Irish Heartbeat
It would be hard to imagine a more natural merger of pop and folk than this collaboration between Van Morrison and Ireland’s preeminent oldwave traditional band, the Chieftains. Yet even those expectations don’t prepare one for the splendor and intense beauty of Irish Heartbeat, a collection of ballads that finds both acts at the top of their form. It’s no coincidence that Morrison chose to re-record “Celtic Ray” (from 1982’s Beautiful Vision) for this album: after his recent series of frustratingly opaque records, which merged themes of spiritual yearning with music that meandered between jazz and New Age, the line “I’ve been away from the Ray too long” takes on a significance it never had before.
Never hokey and always affecting, Irish Heartbeat taps into the melancholy, deeply spiritual side of the Irish heritage, in which centuries-old music is more than a way of life; it is life. In “Carrickfergus,” a homesick old drifter prepares to die; in the Gaelic “Tá Mo Chleamhnas Déanta (My Match It Is Made),” a man searching for his true love learns she has “crossed the ocean.” Even brighter songs like “My Lagan Love” and the oft-recorded “She Moved Through the Fair” are as overcast as an Irish afternoon.
The collaboration benefits both parties. Whether buzzing like a bagpipe on “Celtic Ray” or singing a jaunty jig like “I’ll Tell Me Ma,” Morrison sounds more relaxed than usual; “Raglan Road” is a vocal tour de force that progresses from a hushed, urgent tone to a rush of melismatic phrasing. The Chieftains, who’ve approached parlor-music tedium on recent recordings, sound unusually frisky on “Marie’s Wedding” and “Star of the County Down.”

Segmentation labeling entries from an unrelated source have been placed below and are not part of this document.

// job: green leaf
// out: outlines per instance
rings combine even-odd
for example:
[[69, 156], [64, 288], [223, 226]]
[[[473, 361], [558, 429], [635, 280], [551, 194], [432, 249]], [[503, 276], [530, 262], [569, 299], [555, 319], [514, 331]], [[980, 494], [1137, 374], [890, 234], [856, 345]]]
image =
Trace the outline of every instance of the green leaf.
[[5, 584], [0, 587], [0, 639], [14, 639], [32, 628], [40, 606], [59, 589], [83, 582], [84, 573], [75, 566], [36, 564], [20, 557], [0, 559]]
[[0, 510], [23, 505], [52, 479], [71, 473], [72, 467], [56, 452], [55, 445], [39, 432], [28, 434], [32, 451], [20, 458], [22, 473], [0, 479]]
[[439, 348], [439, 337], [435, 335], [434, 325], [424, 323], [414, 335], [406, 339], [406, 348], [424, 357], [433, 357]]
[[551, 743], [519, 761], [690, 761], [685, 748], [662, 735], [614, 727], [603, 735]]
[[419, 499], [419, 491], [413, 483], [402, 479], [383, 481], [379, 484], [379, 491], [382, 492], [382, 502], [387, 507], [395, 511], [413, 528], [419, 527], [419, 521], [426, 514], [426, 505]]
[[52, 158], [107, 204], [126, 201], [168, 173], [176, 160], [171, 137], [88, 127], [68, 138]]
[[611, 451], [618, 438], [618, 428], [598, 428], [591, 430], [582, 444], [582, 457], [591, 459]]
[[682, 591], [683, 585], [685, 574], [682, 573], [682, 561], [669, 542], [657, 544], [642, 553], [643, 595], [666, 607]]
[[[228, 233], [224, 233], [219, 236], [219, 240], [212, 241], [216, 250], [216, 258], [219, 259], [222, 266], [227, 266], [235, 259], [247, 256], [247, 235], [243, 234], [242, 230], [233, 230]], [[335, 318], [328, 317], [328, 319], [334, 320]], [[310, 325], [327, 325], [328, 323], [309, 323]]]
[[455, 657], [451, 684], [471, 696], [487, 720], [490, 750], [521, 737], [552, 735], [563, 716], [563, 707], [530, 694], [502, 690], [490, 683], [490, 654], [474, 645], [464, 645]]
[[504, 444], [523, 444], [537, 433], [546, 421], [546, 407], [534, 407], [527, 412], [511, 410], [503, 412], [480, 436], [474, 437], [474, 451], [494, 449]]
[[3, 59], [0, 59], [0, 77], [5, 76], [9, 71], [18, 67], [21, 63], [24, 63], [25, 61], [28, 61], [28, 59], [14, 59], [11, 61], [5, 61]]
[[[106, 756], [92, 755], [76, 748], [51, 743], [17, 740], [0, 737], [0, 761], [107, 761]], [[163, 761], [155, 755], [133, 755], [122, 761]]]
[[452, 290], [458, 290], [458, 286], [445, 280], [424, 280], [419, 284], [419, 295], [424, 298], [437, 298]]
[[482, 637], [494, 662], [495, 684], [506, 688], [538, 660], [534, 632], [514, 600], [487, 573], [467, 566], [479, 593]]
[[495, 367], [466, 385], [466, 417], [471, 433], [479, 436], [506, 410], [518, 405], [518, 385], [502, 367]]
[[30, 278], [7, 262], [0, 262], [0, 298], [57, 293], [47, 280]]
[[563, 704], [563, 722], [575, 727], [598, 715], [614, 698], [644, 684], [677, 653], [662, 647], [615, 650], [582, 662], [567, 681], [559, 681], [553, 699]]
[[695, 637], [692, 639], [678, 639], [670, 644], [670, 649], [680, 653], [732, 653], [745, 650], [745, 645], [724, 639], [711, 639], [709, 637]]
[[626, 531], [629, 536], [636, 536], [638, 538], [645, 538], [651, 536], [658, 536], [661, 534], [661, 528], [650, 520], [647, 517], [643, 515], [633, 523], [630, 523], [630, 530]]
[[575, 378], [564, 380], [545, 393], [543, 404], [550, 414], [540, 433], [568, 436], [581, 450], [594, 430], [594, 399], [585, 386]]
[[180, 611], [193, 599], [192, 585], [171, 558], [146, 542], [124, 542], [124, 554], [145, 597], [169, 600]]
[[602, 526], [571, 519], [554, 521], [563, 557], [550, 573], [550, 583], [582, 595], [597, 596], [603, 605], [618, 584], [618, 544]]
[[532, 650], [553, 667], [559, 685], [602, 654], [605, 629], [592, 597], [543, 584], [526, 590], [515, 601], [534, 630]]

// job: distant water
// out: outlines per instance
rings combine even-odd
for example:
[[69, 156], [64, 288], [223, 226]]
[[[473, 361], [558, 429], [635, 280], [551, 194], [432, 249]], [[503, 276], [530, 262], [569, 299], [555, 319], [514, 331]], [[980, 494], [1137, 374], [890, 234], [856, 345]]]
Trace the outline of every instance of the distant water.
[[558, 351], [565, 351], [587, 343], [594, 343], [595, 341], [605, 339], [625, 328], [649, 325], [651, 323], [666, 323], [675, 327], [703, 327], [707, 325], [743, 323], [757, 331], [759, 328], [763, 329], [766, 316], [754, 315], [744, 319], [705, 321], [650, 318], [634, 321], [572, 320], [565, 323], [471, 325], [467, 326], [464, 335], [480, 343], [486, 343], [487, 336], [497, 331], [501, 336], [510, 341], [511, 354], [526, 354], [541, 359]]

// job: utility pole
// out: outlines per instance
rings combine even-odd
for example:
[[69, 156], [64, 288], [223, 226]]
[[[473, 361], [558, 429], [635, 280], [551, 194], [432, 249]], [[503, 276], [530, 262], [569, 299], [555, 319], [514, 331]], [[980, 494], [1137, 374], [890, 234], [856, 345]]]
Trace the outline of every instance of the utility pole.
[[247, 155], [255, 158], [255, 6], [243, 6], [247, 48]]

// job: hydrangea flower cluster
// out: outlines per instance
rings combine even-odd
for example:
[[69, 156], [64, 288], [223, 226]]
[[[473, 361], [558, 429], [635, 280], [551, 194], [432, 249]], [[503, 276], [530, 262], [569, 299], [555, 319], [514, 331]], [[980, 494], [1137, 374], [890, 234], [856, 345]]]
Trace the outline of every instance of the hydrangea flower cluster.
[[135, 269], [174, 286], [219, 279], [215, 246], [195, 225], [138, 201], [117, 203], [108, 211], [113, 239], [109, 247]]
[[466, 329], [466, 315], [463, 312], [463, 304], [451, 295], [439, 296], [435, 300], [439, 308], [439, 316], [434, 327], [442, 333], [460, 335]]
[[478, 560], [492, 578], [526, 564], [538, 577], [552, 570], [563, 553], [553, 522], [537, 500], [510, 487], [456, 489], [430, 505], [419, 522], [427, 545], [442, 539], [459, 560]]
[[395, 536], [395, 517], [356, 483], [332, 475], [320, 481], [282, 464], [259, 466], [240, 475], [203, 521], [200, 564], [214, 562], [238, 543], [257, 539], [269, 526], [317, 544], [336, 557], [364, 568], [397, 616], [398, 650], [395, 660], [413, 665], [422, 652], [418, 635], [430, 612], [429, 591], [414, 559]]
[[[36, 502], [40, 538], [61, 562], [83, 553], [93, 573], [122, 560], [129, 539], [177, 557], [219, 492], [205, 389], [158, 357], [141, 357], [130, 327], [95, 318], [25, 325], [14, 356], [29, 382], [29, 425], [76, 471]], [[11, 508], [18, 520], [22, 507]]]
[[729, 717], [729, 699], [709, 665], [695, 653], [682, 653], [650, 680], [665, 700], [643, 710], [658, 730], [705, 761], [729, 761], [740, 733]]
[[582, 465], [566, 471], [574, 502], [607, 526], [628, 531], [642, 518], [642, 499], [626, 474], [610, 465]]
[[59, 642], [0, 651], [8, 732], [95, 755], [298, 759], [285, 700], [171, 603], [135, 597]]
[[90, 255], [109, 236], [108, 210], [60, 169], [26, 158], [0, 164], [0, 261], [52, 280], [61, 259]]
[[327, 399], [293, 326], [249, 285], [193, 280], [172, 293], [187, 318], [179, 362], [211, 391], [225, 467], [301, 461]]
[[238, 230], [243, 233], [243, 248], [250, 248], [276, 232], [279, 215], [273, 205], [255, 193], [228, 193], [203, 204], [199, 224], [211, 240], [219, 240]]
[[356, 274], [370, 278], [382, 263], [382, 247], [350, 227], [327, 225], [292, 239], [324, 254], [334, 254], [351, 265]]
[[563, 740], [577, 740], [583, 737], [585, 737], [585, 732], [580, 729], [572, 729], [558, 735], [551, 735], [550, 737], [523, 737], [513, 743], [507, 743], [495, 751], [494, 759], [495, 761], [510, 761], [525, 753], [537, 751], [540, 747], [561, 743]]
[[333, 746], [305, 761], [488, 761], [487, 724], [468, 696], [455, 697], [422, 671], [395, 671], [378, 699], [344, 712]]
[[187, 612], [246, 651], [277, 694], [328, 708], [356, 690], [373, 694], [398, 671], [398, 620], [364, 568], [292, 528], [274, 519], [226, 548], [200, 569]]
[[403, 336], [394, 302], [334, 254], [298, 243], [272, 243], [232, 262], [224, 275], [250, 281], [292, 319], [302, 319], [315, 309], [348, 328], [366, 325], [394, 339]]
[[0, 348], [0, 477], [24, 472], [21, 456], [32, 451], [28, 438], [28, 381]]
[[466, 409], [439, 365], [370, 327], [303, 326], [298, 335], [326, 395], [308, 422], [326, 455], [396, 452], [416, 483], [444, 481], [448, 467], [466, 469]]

The album’s musical and lyrical themes converge in the title song, which originally appeared on Morrison’s 1983 album Inarticulate Speech of the Heart. What was once a minor track on a relatively minor album is given a new context, and the song, a meditation on the ties that bind, opens up and breathes for the first time. Toward the end, the placid arrangement builds to a swell of fiddles and tin whistles, and Morrison, lost in reverie, starts scatting. Rarely has such a small moment symbolized so much.